Yes, the Hurricanes won 3-2 in overtime on the strength of two Jordan Staal goals, including the game-winner at 4:25 of the extra session, but no one was going to confuse this with the firewagon hockey that the Hurricanes have become known for. Effective? Sure. Easy to watch? Not so much.
Two points by any means necessary? You bet.
The Hurricanes did everything but score in the first period, getting to double-digit shots on Pekka Rinne by the midway point of the period but they couldn’t put the puck past the Predators’ netminder. The lack of reward for the Hurricanes’ hard work seemed to impact how they played in the remainder of the period, where they looked totally uninterested and allowed the Predators to take control.
It felt like the perfect situation for the Hurricanes to rue their missed chances, and that’s exactly what happened a minute into the second period when Matt Benning opened the scoring through a screen in front of Alex Nedeljkovic. Ryan Johansen made it a two-goal lead 12 minutes later on a redirection of a Dante Fabbro shot, and the Hurricanes were left totally adrift.
But then Fabbro’s elbow to Brock McGinn’s head 10 seconds after Johansen’s goal, somehow only called a minor despite being a textbook major penalty for elbowing, opened the door for the Hurricanes, and they walked right through it. Staal took a gorgeous pass from Sebastian Aho behind the net, deposited it through Rinne’s five-hole and uncorked a fist pump that could alter weather patterns.
That was half the battle - and the other half came on a 5-on-3 that was awarded in part due to Matthew Olivier deciding to spear Nino Niederreiter in the face, one of a laundry list of Hurricanes players to pay visits to the trainer’s room over the course of the game. Instead of setting up the goal as he did on the first goal, this time it was Aho finishing a perfectly placed one-time pass from Dougie Hamilton to pull the Hurricanes back to even on the scoreboard.
With the game back to even terms on the scoreboard, the Predators had little issue clogging up the neutral zone and taking extra shots at the Hurricanes whenever possible. Nashville was perfectly content with forcing the Hurricanes to the outside and letting Rinne handle everything he could see, which led to an effective if wholly uninteresting brand of hockey in the final period.

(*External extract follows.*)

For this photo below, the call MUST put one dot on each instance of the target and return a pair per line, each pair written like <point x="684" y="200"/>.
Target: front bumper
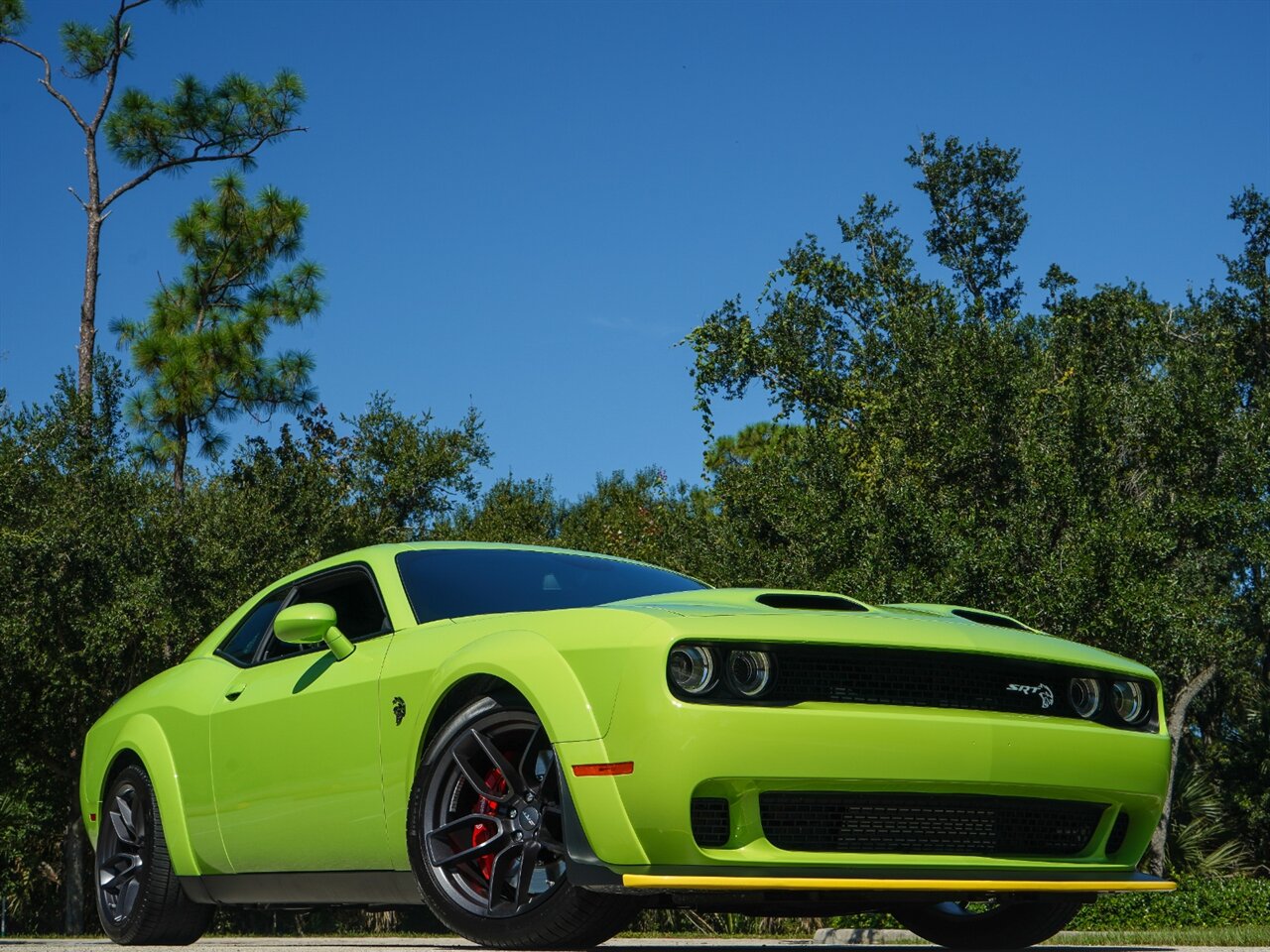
<point x="639" y="825"/>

The best chance for either side in the third period came with 2:30 remaining when Johansen left a drop pass for Viktor Arvidsson on a 2-on-1 and Arvidsson clanked it off the crossbar and out of play. Nedeljkovic was only tested on two shots in the sleep-inducing third, while Rinne faced eight largely unmemorable shots at the other end.

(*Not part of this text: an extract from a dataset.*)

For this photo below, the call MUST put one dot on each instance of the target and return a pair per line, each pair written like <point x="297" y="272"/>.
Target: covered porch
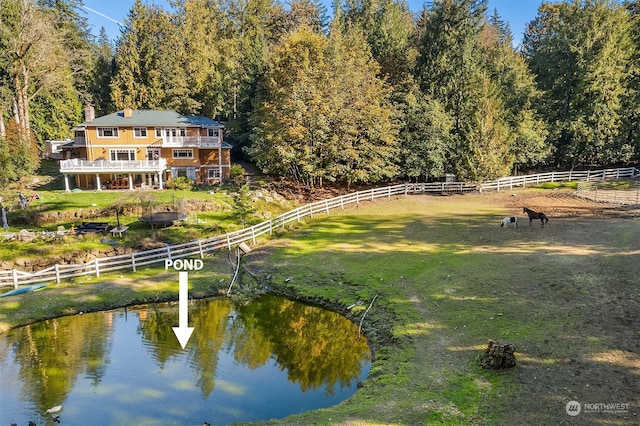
<point x="102" y="174"/>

Somehow, the Hurricanes survived two great Nashville chances in overtime, with Arvidsson missing an open net tap-in and Mattias Ekholm wiring a laser off the post, and they missed their own perfect chance when Aho set up Andrei Svechnikov that the winger directed just wide. But Staal mercifully ended it without anyone needing to endure an entirely unwanted shootout, finishing a 2-on-1 where he delayed just long enough to open Rinne up and stretch the Hurricanes’ win streak to six in a row.